5. L'arrêt retient ensuite que le tracteur ne se serait pas déplacé si une vitesse n'était pas restée enclenchée, que la cause de l'accident réside dans la défaillance du système de sécurité et que la preuve n'étant pas rapportée de ce que M. [J] avait averti M. [P] de cette absence de sécurité, il y a lieu de considérer qu'il était resté gardien de la structure de son véhicule.

6. En l'état de ces constatations et énonciations, la cour d'appel a pu décider que M. [J] avait conservé la garde de son véhicule, de sorte qu'il était tenu, en cette qualité, d'indemniser la victime en application de la loi du 5 juillet 1985.

7. Le moyen n'est, dès lors, pas fondé.

PAR CES MOTIFS, la Cour :

REJETTE le pourvoi ;

Condamne M. [J] et la caisse régionale d'assurances mutuelles agricoles du Grand Est aux dépens ;

En application de l'article 700 du code de procédure civile, rejette la demande formée par M. [Z] et par les sociétés Cheval et MMA Iard, rejette la demande formée par M. [J] et par la caisse régionale d'assurances mutuelles agricoles du Grand Est, et condamne ces derniers à payer à M. [P] la somme globale de 3 000 euros ;

Ainsi fait et jugé par la Cour de cassation, deuxième chambre civile, et prononcé par le président en son audience publique du trente et un mars deux mille vingt-deux.

MOYEN ANNEXE au présent arrêt

Moyen produit par la SCP Ohl et Vexliard, avocat aux Conseils, pour la caisse régionale d'assurance mutuelle agricole du Grand Est (Groupama Grand Est) et M. [J]

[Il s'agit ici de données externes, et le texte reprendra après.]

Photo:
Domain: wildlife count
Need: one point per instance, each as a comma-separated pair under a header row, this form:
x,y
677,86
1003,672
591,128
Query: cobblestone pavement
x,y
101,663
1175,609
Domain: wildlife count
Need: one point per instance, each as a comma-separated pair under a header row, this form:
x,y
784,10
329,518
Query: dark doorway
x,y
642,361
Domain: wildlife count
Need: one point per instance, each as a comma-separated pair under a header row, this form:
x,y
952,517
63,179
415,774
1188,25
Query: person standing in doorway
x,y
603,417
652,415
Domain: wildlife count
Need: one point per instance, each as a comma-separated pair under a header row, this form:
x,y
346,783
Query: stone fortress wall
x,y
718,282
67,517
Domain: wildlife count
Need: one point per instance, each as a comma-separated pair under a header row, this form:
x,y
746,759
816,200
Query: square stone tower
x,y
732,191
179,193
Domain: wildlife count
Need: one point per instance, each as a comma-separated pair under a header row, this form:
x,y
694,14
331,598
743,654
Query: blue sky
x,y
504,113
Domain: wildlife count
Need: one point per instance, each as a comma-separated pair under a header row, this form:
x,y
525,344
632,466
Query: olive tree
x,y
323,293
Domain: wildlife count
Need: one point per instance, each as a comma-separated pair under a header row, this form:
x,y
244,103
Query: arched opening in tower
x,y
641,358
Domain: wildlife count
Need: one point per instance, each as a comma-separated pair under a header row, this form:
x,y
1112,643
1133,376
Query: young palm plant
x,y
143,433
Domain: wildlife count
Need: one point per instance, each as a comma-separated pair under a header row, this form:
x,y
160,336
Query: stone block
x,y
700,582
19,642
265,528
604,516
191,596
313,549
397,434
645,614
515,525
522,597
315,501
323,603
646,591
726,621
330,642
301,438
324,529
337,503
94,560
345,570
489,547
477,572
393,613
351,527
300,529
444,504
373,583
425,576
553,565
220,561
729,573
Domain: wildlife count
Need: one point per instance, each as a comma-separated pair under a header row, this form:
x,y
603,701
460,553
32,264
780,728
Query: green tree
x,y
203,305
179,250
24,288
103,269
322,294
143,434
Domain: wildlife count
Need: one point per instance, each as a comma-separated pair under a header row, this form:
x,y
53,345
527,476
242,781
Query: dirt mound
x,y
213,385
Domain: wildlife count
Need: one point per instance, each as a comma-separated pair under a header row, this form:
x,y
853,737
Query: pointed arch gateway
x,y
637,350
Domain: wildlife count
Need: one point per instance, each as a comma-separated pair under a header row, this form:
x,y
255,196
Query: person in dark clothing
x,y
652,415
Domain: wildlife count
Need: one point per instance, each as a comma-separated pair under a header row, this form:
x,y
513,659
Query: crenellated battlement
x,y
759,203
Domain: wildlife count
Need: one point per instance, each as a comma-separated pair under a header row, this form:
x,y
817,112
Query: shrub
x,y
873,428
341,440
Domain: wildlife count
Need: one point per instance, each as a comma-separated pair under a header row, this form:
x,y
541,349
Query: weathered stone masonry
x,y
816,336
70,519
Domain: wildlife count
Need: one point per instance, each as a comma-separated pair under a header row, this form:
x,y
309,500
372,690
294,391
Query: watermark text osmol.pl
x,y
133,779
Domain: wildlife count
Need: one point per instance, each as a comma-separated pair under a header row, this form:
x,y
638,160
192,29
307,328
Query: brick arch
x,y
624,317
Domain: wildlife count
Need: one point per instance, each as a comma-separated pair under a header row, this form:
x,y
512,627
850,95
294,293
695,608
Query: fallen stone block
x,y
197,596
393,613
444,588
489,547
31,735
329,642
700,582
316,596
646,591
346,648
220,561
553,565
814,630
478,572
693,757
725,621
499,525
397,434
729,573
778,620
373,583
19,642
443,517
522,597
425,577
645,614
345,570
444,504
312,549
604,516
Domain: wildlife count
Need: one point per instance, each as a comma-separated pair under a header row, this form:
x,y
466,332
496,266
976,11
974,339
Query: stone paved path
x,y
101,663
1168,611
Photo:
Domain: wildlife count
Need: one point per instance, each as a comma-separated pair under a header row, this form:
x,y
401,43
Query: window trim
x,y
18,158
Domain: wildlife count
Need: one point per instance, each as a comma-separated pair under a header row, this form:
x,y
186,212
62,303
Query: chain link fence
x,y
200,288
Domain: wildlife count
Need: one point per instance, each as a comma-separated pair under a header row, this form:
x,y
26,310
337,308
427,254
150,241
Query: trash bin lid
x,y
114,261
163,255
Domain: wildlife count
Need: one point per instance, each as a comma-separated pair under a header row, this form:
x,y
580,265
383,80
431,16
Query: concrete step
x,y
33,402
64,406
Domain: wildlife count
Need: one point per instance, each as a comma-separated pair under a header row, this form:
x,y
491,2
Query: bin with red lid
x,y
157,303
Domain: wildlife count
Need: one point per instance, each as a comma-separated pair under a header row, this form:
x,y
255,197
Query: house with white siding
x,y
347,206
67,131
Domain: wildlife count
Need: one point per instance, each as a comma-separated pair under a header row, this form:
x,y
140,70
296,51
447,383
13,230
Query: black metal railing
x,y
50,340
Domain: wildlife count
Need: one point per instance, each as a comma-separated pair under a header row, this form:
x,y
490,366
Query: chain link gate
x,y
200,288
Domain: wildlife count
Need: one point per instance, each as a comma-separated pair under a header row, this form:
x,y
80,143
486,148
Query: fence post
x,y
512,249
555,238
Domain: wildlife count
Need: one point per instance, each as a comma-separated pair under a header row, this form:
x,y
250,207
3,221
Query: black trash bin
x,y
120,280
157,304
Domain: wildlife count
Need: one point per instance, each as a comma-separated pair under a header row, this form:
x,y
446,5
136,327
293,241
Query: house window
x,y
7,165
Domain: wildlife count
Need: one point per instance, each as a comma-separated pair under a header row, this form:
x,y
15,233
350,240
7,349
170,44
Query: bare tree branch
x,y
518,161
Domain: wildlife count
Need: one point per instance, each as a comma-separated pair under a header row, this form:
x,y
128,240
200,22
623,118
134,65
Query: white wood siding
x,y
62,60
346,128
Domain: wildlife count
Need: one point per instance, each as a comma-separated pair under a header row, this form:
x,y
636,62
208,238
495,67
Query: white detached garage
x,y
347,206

Groupama Grand Est et M. [J] font grief à l'arrêt attaqué d'avoir déclaré M. [J] entièrement responsable du préjudice subi par M. [P] et de les avoir en conséquences condamnés, in solidum, à payer différentes sommes à M. [P] à titre de dommages-intérêts,

Alors que le propriétaire d'un véhicule confié à un garagiste pour réparation en perd la qualité de gardien ; que le fait, pour ce propriétaire, de mettre en marche le moteur dudit véhicule en actionnant le contact, à la demande expresse du professionnel de la réparation, ne lui fait pas reprendre la garde de son véhicule puisqu'il n'a aucun pouvoir de direction ou de contrôle sur celui-ci, dès lors qu'il ne peut pas l'utiliser à sa guise de manière autonome ; qu'en retenant que M. [J] était demeuré gardien de son tracteur confié pour réparation à la société Cheval, au motif inopérant qu'il n'était pas établi que M. [J] ait averti M. [P] de l'absence de sécurité que présentait son tracteur lors de la mise en route, la cour d'appel a violé l'article 1384, alinéa 1er, devenu l'article 1242, alinéa 1er du code civil, ensemble les articles 1er et 6 de la loi du 5 juillet 1985.